The severe acute respiratory syndrome coronavirus 2 (SARS-CoV-2) virus is a novel betacoronavirus that likely emerged late last year from an animal reservoir in China. There is little to no pre-existing immunity against it in the human population. The clinical picture for the disease it causes, coronavirus disease 2019 (COVID-19), ranges from very mild to fatal. The virus is highly transmissible and has spread globally.
As of 20 March 2020, the WHO (World Health Organization) is reporting that it is tracking the development of forty-four SARS-CoV-2 candidate vaccines.
In the United States, the U.S. Food and Drug Administration (FDA) must approve a vaccine before it can be used by the public. This approval process involves a "rigorous review of laboratory and clinical data to ensure the safety, efficacy, purity and potency" of the vaccine candidate. Typically, this process involves: successful pre-clinical testing, phase one clinical trials that demonstrate safety in humans, phase two trials that provide information on side-effects and dosage response, and phase three trials that show the efficacy of the vaccine candidate in the field. If these steps are undertaken successfully, the FDA approves the vaccine and grants a license for its use.
In the European Union, the European Medicines Agency (EMA) must recommend a vaccine for marketing authorization by the European Commission and the European Commission must then grant that authorization before the vaccine can be used by the public. The approval process is very similar to that used by the FDA, except that the EMA can only recommend authorization and cannot itself grant it.
This question asks: When will a SARS-CoV-2 vaccine candidate be approved for use in the United States or European Union?
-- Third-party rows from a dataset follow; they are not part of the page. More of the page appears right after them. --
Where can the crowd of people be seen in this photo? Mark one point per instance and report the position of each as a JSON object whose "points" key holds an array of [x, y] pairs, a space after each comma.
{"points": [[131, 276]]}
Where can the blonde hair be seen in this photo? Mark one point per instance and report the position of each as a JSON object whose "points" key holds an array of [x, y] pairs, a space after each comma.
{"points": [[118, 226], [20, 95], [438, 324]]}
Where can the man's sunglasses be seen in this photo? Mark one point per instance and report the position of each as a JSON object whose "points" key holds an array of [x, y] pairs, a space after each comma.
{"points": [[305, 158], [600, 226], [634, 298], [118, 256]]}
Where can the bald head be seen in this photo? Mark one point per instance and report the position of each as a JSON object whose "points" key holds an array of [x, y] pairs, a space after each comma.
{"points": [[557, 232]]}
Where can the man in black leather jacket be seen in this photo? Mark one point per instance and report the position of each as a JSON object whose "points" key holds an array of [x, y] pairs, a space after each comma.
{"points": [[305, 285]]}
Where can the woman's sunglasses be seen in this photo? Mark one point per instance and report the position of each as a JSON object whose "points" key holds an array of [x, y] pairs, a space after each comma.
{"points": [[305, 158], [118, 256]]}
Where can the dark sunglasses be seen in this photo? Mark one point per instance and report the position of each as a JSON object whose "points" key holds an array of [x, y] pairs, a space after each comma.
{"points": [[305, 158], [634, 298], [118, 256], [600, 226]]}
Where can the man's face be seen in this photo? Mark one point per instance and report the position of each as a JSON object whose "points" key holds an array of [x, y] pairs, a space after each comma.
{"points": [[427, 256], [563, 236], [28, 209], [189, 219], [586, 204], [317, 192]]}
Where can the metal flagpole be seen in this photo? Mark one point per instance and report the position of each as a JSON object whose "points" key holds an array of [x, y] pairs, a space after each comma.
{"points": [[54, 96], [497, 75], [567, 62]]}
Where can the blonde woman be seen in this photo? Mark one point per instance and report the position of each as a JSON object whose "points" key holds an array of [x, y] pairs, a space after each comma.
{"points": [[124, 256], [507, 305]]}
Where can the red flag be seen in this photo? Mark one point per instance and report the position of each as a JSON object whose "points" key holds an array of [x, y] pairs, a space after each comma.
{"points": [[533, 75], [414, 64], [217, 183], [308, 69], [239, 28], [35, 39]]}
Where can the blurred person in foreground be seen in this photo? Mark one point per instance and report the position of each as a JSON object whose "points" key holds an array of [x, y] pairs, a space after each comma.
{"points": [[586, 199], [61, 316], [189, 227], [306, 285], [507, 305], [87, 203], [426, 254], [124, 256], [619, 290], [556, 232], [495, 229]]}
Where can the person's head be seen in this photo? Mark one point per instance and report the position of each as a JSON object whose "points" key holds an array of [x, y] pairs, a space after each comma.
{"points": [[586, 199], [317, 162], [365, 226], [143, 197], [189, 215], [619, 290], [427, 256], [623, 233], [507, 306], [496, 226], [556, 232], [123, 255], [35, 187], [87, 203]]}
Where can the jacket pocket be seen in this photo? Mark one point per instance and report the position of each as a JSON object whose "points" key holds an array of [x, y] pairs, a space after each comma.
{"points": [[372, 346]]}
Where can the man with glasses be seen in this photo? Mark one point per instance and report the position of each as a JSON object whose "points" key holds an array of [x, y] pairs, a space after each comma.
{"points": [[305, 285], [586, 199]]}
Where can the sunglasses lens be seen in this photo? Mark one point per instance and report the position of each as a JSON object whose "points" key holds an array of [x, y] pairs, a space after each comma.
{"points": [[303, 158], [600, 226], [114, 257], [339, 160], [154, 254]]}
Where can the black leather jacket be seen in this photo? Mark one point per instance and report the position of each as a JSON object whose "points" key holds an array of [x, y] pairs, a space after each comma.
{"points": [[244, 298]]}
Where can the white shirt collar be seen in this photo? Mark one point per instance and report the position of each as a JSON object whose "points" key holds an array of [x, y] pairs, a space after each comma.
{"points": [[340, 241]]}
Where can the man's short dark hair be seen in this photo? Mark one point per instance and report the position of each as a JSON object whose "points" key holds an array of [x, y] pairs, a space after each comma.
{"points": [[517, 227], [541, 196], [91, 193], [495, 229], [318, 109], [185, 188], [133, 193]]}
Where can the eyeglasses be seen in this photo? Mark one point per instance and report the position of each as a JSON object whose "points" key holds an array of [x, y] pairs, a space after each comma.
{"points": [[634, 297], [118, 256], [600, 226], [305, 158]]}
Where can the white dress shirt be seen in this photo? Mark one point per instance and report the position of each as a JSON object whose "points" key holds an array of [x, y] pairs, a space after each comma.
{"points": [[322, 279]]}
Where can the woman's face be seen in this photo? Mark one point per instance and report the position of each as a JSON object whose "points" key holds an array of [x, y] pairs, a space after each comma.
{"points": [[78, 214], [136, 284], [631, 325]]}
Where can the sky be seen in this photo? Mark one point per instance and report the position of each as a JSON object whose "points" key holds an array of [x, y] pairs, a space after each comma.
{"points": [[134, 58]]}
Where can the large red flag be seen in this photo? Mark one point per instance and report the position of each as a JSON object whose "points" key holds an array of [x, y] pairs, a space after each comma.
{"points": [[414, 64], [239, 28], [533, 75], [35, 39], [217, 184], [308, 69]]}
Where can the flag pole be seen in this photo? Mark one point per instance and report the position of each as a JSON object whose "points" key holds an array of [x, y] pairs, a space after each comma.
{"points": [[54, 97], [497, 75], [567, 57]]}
Resolution will be determined via the first relevant press release made by the FDA, EMA, or European Commission regarding the approval of a SARS-CoV-2 vaccine candidate. In the United States, approval means that the vaccine candidate has been licensed. In the European Union, approval means that the EMA has recommended the vaccine candidate for approval and the European Commission has granted that approval via marketing authorization. Approval under any other emergency procedures, such as expanded access, would not count.
If this does not resolve before 08 April 2023, it resolves as >08 April 2023.